Imagine the American version of Chinatown or Little Italy. Fat, badly dressed Yanks and Seppos living in slums, selling hot dogs and other classic American cuisine from pushcarts or small, family-owned eateries. From their windows, one can hear the strains of "America The Beautiful" or some other long-forgotten melody. The 4th of July is just another day. Their kids are trying to just be part of the crowd, but they carry with them the stigma of their parents' homeland. The other kids tease them. Cultural slurs are tossed about.

It can't happen. Or can it?

Look around you. We're on our way.

This country doesn't really produce much, and what we do, we outsource to other countries. MADE IN THE USA doesn't mean much these days.

Our rich get richer off of the backs of the rest of us. One day, someone will have had ENOUGH, and the first shots will be fired in an effective direction. The target will be a CEO, politician, banker, etc. It will ignite a spark in the masses and all Hell is going to break loose - a civil war unlike anything the world has ever seen. Americans do everything bigger.

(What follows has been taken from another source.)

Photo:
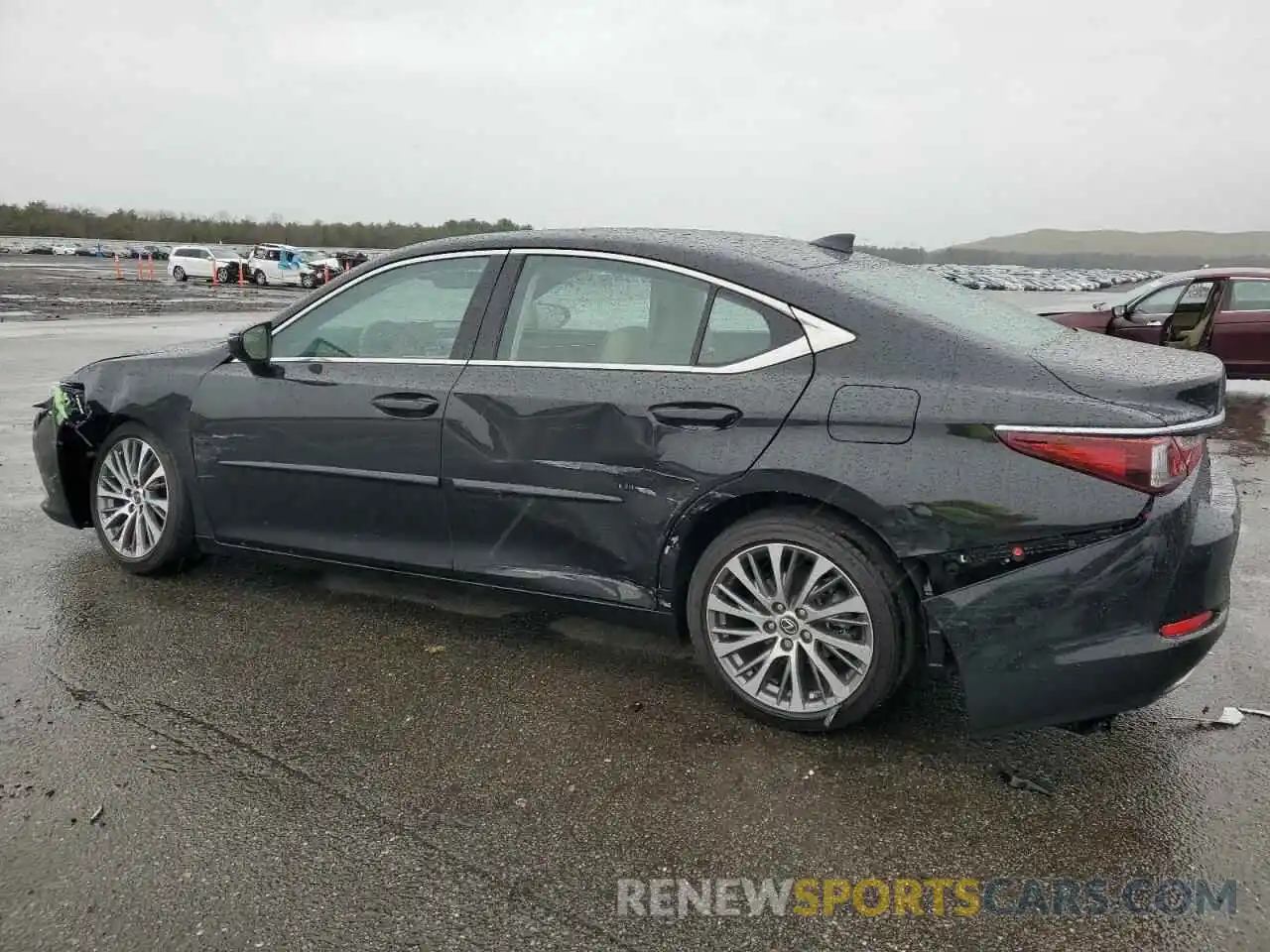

Living in Prague or Paris or Rio, "Press 1 for English" will no longer be an option. We'll be the ones trying to take the jobs...just to feed and house our families. We won't understand why everyone hates us. We'll be forced to rely on each other while we attempt to assimilate to life in our new homelands.

How many of you know someone already considering leaving the country? How many have already done so? How many more have tried and failed?

Think this can't happen? Again, look around. Land of the free? Free to do what? Work long hours at a job you hate, earning just enough to keep you there a little while longer, until 20 years of your life is gone. You can't afford school...you're still paying off your old school loans. Everything you buy, regardless of the cost, is essentially disposable - by design - so you'll have to replace it, and spend more money.

You're taught to hate the wrong people. It's a con job. You're taught to hate the poor, not the people and corporations making them poor and keeping them that way. You're taught to hate and fear immigrants who might take YOUR job, but not the employer who will happily hire them to keep profits high. You're taught to hate anyone who differs from YOU. You're convinced to build walls but not bridges. You're convinced we need bombs more than schools. You're convinced to eat garbage.

It's what you'll miss the most living in America Town.